This is a collection of Dockerfiles for various software projects I want to run, built from the ground up.

Most projects have either official docker images or third-party contributions, but they're always a bit hit-or-miss on how they work, what base images are used, etc. Third-party images often lag behind releases or just die off without warning, too. Building everything out from scratch ensures the images are standard, and can follow upstream updates as quickly or slowly as required.

I'm intending to use these for production services, but won't vouch for their stability or usability for anyone else's purposes. Feel free to use them, and report any issues you do find, but at your own risk!

It should be possible to take a Dockerfile from this repository, build it on any machine, and get an image with the same digest. This requires using buildah to build instead of docker as it supports setting the timestamp for layers.

As most of the images are based on Alpine they won't continue to be reproducible forever as Alpine do not keep old packages indefinitely. While this might be nice, for now reproducibility during the lifetime of the image is sufficient.

Almost all the images here use a minimal base image, and only ship resources actually required to run. In particular, there is generally no shell, no scripted entrypoints, no build tools, etc, shipped in the final images.

Where possible the images all run as a non-root user (uid/gid 65532), with no direct way to gain root access within the container.

The images all track their upstream projects, and the Dockerfiles are automatically updated when new releases are made. The update procedure is performed using GitHub actions, and the revised Dockerfiles are immediately committed to the repository. This makes it easy to know what an image contains, and when and how it was built.

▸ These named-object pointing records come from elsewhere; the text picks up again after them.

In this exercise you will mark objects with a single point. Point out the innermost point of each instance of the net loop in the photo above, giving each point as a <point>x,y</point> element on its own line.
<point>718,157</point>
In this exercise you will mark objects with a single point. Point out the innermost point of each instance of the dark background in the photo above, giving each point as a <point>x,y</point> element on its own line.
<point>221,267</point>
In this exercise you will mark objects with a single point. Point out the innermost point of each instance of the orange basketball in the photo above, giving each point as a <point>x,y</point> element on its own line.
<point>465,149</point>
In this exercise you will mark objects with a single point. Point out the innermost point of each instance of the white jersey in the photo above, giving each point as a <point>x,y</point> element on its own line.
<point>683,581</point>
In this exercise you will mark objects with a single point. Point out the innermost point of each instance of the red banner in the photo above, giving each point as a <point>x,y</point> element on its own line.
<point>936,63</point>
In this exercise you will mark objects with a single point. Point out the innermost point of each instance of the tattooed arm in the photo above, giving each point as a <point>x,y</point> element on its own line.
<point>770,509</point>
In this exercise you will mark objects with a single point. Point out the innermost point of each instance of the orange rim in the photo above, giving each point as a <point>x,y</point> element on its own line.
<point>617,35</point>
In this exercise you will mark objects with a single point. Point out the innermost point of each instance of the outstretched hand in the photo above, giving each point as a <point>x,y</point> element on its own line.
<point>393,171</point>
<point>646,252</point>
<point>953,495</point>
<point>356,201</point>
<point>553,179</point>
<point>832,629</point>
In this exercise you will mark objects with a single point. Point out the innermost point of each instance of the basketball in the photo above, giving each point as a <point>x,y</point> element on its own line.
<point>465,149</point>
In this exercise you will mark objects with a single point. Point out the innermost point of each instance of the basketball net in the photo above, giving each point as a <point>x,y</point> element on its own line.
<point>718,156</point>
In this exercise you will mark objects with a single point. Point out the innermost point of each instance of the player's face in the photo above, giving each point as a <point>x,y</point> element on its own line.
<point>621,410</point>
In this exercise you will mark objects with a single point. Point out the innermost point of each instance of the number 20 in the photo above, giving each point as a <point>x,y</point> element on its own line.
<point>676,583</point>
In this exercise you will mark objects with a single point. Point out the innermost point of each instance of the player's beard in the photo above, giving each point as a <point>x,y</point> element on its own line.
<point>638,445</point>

Each image has its own folder, containing:

• Dockerfile - the actual dockerfile the latest version should be built from
• Dockerfile.gotpl - a template file for generating the Dockerfile

The templates are interpreted using the contempt tool, which handles generating the Dockerfile from the template as well as optionally building and pushing the images and committing the results.

All images are available at reg.c5h.io/<name>. Only the latest tag is built.

Images with the -certwrapper suffix have csmith/certwrapper included as the entrypoint, to facilitate obtaining SSL certificates. To keep image size down, certwrapper is built with the httpreq build tag (so can only use DNS providers that support the HTTPREQ protocol). Pull requests for more general builds are welcome, as these variations are obviously quite specific to my setup.